Fig. 7–16: MLU Power Bus Current and PDU1 Systems Power Out
Fig. 7–17: MLU Power Bus Current and PDU2 Systems Power Out
The two figures above clearly demonstrate the correlations between PDU1 and 2
power output and current/power consumption of the MLUs. Every time the current
consumption of the MLUs indicates that the lighting is active, the power outputs of
the PDU systems busses rise about 0.09 kW (90 W).

Conclusion:
Columbus Module ECLSS Analyses
If we consider every MLU to be active, we can assume them to consume about 180
W (2 x 90 W). Table 2-46 in [RD03] provides information that all MLUs are on during
crew day and most (if not all) of them are switched off during crew night. It
furthermore suggests that MLU control is always performed by the crew.

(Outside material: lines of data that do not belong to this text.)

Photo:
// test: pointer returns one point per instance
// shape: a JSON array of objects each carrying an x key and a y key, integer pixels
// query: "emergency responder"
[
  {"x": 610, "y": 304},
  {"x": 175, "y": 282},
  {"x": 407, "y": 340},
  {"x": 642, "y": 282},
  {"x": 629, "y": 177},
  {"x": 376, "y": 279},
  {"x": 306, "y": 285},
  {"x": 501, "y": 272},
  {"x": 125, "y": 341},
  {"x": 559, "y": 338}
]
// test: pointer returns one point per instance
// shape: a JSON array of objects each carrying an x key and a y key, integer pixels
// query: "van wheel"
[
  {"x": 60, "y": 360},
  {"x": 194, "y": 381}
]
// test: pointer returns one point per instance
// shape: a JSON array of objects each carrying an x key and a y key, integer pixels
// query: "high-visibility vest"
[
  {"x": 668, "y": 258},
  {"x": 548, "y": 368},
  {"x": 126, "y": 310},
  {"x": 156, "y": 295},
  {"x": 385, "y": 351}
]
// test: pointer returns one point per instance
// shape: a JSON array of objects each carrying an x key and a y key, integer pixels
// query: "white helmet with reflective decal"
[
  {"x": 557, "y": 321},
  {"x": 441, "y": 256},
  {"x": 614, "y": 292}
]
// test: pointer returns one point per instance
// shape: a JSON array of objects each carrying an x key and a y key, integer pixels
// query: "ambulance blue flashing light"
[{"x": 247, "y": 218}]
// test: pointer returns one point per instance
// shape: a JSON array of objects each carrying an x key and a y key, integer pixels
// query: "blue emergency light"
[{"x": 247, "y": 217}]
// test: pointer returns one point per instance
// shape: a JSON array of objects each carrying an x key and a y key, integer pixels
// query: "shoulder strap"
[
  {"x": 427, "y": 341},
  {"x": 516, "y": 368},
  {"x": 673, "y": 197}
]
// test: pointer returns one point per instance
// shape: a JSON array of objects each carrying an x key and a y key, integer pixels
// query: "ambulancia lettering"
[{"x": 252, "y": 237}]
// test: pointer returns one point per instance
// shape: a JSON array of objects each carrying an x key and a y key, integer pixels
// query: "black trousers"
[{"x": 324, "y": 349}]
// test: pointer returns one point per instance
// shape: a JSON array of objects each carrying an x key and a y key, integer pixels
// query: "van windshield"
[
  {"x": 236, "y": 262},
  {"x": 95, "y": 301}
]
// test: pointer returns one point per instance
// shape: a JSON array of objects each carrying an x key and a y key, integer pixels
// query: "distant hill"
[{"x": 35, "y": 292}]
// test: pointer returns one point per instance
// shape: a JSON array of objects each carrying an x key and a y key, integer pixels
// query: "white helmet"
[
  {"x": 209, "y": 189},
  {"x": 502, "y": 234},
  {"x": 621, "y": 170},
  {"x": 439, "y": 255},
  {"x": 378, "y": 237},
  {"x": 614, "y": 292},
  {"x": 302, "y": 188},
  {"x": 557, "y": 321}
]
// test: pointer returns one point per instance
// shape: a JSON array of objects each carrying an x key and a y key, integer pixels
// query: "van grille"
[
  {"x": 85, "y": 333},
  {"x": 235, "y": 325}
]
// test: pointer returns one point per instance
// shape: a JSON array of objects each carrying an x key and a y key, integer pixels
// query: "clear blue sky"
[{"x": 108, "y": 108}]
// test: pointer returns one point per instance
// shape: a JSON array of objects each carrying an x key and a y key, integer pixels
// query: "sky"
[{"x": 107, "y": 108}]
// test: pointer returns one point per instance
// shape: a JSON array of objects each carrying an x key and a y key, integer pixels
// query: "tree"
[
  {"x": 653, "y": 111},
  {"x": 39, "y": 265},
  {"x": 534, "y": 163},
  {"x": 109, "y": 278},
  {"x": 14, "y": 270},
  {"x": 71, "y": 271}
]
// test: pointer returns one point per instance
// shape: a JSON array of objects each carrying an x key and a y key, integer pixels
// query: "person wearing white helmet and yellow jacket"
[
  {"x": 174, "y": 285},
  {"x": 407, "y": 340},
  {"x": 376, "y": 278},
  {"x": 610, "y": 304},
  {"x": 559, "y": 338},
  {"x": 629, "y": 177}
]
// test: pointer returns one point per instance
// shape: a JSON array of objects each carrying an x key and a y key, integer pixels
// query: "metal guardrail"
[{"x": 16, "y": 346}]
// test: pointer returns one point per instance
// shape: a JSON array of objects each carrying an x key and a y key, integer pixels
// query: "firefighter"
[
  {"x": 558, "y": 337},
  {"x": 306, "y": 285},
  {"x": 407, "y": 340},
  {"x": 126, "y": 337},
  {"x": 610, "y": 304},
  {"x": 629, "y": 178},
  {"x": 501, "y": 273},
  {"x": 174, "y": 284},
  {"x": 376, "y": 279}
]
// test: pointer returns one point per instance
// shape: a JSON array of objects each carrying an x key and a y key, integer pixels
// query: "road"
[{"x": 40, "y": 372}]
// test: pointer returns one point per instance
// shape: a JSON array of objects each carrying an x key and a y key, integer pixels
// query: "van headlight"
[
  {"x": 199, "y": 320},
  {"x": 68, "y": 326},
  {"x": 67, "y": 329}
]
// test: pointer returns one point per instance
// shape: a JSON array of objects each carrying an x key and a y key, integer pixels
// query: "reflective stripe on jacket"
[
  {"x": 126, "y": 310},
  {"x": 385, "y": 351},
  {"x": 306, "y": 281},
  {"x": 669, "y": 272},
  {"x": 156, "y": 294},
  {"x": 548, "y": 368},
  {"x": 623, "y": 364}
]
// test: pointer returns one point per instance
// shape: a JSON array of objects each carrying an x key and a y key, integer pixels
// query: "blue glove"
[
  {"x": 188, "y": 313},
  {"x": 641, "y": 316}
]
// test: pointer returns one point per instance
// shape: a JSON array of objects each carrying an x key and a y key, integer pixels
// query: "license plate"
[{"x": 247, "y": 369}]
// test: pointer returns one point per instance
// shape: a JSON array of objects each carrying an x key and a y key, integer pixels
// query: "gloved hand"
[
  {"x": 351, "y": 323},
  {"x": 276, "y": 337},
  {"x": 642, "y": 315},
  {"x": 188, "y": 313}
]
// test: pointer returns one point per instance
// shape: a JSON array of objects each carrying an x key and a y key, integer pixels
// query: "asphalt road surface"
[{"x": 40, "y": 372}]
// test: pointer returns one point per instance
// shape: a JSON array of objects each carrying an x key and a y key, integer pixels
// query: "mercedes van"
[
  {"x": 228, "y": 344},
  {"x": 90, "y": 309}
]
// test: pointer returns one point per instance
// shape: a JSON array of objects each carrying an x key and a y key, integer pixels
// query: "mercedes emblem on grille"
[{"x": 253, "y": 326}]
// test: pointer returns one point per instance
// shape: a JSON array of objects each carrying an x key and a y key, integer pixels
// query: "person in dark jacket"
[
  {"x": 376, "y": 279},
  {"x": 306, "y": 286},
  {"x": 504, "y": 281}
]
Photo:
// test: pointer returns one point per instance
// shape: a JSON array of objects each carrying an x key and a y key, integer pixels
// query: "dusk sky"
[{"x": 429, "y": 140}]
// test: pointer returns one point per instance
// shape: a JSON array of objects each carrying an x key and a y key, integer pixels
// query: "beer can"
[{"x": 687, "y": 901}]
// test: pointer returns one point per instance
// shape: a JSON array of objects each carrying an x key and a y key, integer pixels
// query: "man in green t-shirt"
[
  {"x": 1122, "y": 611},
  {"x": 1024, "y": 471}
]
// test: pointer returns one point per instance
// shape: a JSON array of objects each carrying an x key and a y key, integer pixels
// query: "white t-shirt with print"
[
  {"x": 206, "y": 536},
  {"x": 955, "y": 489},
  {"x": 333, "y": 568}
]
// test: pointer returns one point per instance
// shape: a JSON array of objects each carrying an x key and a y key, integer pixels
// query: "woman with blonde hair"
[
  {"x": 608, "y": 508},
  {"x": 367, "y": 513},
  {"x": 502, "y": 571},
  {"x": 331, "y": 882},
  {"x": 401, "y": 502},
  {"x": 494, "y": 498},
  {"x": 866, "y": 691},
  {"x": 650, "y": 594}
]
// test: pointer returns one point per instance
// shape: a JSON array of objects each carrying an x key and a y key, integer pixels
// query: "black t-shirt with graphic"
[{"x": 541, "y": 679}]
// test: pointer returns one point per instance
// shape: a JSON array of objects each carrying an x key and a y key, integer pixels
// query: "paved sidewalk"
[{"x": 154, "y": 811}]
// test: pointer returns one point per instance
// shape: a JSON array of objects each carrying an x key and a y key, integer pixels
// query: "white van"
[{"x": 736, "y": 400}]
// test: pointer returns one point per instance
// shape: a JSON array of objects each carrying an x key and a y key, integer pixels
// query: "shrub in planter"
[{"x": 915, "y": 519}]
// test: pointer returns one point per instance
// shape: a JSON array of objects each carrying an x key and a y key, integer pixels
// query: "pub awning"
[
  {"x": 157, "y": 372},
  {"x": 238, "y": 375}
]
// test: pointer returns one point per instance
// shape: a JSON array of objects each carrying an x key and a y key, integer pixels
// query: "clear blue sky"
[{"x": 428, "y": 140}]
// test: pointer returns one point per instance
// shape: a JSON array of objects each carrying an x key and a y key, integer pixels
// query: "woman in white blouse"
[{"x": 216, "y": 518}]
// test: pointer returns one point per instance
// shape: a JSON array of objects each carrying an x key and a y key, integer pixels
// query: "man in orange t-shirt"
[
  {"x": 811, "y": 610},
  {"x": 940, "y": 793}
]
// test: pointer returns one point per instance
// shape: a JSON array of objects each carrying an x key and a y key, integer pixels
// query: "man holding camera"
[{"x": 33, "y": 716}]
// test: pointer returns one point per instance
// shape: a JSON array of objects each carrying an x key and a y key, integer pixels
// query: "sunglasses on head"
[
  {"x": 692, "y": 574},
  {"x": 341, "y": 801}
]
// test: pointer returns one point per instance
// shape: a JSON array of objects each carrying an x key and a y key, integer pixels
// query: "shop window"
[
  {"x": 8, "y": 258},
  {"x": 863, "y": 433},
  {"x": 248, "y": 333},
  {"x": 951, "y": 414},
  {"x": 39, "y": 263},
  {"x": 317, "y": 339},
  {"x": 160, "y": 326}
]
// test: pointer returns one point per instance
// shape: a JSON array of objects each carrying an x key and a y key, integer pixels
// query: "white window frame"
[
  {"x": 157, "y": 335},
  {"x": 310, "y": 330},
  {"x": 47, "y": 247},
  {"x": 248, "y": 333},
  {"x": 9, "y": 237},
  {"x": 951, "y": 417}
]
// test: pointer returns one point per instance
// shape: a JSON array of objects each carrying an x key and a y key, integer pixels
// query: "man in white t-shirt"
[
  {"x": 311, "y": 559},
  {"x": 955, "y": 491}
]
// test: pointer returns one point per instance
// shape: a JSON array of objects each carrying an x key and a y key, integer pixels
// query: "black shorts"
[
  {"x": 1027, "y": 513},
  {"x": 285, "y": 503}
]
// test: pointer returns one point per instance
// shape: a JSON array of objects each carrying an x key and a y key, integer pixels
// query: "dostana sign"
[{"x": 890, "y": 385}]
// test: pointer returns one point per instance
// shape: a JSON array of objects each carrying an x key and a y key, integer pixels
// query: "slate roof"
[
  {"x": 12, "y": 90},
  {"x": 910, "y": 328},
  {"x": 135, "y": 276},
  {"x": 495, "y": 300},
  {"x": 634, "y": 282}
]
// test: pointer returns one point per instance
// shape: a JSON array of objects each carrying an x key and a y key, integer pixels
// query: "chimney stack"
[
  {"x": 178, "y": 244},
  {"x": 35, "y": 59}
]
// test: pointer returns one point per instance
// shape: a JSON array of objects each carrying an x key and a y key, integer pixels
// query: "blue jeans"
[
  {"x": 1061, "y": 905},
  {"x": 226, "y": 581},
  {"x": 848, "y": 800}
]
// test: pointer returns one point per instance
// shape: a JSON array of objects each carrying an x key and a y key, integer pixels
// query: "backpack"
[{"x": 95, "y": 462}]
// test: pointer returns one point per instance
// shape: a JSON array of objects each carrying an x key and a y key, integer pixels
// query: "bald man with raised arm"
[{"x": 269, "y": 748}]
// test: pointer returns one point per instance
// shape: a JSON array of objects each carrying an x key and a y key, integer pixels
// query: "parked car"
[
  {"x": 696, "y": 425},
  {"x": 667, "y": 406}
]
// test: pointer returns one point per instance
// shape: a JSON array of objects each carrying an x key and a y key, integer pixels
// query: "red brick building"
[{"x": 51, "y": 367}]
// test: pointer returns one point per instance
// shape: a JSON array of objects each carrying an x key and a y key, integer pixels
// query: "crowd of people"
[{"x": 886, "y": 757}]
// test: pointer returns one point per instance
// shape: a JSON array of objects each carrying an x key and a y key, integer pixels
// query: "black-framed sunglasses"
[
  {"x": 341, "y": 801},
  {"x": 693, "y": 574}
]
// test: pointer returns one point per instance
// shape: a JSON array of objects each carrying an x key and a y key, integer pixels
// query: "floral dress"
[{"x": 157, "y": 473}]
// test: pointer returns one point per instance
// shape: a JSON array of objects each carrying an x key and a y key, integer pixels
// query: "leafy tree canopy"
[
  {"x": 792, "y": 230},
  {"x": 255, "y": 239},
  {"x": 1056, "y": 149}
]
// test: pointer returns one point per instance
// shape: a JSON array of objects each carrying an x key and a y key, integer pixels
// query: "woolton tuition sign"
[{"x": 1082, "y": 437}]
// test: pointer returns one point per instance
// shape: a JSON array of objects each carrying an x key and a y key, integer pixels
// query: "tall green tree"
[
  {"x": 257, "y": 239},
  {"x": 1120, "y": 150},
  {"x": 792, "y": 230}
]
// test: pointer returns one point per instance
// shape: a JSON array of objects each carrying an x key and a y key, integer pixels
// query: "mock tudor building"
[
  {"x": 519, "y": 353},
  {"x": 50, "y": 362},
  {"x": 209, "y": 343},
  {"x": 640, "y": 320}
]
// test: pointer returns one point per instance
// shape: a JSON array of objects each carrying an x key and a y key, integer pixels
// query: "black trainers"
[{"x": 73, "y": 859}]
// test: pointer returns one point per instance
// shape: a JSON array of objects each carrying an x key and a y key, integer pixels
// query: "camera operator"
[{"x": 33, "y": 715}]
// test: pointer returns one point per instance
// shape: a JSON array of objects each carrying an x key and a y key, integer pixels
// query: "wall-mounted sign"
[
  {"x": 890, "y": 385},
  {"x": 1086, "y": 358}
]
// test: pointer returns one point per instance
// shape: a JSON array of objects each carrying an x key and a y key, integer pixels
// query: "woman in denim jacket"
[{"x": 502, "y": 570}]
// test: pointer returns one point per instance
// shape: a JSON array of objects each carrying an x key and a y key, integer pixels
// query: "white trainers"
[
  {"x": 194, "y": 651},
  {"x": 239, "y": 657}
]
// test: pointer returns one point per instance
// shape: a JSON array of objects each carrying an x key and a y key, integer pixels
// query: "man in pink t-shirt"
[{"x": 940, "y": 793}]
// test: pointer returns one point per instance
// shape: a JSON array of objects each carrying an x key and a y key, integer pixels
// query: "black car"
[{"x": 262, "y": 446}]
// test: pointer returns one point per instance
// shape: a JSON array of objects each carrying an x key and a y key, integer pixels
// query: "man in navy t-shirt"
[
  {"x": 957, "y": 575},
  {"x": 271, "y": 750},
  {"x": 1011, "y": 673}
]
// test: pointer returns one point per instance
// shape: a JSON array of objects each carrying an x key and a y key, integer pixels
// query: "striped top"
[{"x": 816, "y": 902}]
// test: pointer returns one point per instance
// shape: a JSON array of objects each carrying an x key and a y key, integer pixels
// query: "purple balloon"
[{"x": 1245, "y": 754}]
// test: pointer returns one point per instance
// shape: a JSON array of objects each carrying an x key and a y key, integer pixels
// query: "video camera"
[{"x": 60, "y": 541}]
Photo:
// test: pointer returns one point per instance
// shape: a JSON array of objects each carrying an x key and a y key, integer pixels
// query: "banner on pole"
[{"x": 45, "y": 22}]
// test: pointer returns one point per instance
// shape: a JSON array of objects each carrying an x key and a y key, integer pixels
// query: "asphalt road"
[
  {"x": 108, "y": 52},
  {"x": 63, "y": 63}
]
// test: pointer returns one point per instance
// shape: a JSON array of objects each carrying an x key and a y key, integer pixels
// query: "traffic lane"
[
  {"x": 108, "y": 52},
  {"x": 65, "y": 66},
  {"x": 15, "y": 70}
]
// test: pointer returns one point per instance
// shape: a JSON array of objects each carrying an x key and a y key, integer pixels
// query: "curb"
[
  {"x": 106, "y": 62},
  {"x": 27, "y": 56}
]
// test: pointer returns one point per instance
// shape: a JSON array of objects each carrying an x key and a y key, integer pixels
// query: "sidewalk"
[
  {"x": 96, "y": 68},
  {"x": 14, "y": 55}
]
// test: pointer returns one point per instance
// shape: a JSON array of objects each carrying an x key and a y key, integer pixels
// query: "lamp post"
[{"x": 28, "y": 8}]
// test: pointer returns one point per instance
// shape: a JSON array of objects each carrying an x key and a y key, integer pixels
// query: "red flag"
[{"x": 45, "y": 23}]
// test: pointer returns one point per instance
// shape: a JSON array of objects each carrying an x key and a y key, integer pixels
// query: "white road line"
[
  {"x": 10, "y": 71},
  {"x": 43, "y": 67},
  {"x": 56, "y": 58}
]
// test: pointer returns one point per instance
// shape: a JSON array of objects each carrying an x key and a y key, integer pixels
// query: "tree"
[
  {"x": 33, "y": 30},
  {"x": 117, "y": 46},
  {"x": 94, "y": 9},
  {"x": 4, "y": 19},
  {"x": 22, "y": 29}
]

Considering these facts, we can either assume that the cabin illumination is the
cause for the periodic rise in cabin temperature or that it is an indication of crew
activity within Columbus. This activity could also be the case for the periodic
behavior of the cabin temperature due to heat emission of the human body. The
previous figures indicate the latter because the on/off-state of the cabin lighting is
not as synchronous with the change in cabin temperature as expected earlier. Thus,
the on-state of the MLUs probably indicates when there is crew activity which
furthermore could be the cause of the periodic 24 hour temperature gradient.
7.5 TCV influences Cabin Air Flow
Hypothesis:
The kick procedure of the Temperature Control Valve (TCV, see also chapter 6.2)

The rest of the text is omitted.